The officials highlighted the “temporary” deployment of US MQ-9 Reaper drones to the Kanoya Air Base in southern Japan’s Kagoshima Prefecture. The point of the deployment is to “raise maritime domain awareness” in the East China Sea, an area of tension between Japan and China.
They said that the US and Japan will soon sign a new agreement on cooperation in space. The deal will extend US mutual defense commitments to Japanese assets in space, meaning the US will be obligated to go to war in response to an attack on Japanese satellites.
More agreements could be announced this Friday when Kishida meets with President Biden in Washington. The Japanese leader was in London on Wednesday and signed a military pact with Prime Minister Rishi Sunak that will allow the deployment of British troops in Japan.
The MIC is going to go into overdrive…
We would surely go to war over the ‘International Order’….
We must be fated to it, like a destiny….
???
British Troops to Japan?….
This is a reshuffling of the deck…
I have no bloody desire to get my beautiful a– nuked!
We are a failed experiment…
Tell me more, tell me more, was it love on first sight?
……………………………………………………………………………………………….
Japan has a negative population growth and the ones still young are playing dance dance video games. So sad to see them so dependent on US.
Negative population growth is the mark of a mature society recognizing the natural limits to growth explained so clearly in 1972.
The question is; Can mortals commence qualitative growth forever and abandon the childish path of faster and faster growth to extinction?
I find this rather disconcerting… I sure as hell hope we are not gearing up for war against China… World War 3 anyone?….! Which will be nuclear and then there is World War 4, which will be fought with sticks and stones… I’m going to light a joint and think about this….
It was Einstein that said World War Three would be our last.
We are going to go to WAR. Nuclear f-cking war!
Stupid effing humans! We are tragic…
Aha, another small country full of people ready to die in a US provoked war, and this time we’re also explicit that we’re prepared to launch nukes upwind of Japan, surely that will set their minds at ease.
Are we looking for another war? WWIII? With China?
Funny how history repeats itself, repeatedly. It seems the Japanese forget their history just as much as we do.
https://en.wikipedia.org/wiki/Japanese_entry_into_World_War_I
“Commitments in Space”? Very futuristic………………..

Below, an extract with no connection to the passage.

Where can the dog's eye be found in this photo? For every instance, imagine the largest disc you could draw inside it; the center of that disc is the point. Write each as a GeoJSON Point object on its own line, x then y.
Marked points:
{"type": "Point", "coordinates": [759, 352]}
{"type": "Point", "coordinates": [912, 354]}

What if, and I’m just throwing this out here, but what if Japan signed some sort of treaty with China about peace and cooperation? That way both countries could spend money on roads, bridges, hospitals, etc., instead of spending money on ways to kill people, which would hopefully just be wasted. Maybe I should email them this.
Do email them. 😉
You have a very good heart TC.
I really think the Japanese people won’t go for another war after their last disastrous attempt at expansion. And, there’s nothing the Koreans and Chinese would like to do than get even for the atrocities committed by Japan in WWII. The E. Asian mind believes in generational and collective guilt and national collective vendettas are part of their culture.
Japan’s last disastrous attempt at expansion ended almost 80 years ago. Many people are too young to remember what catastrophic defeat looks like, and the nationalism associated with that war never completely died. There are still ruckuses every time a Japanese politicians visits a war shrine, and those politicians keep making those visits because there’s a voter base for it.
Hell, it was less than two decades after ignominious defeat in Vietnam that the US was completely back into the global war game (it never got COMPLETELY out). Trusting people to learn from history is a bad bet.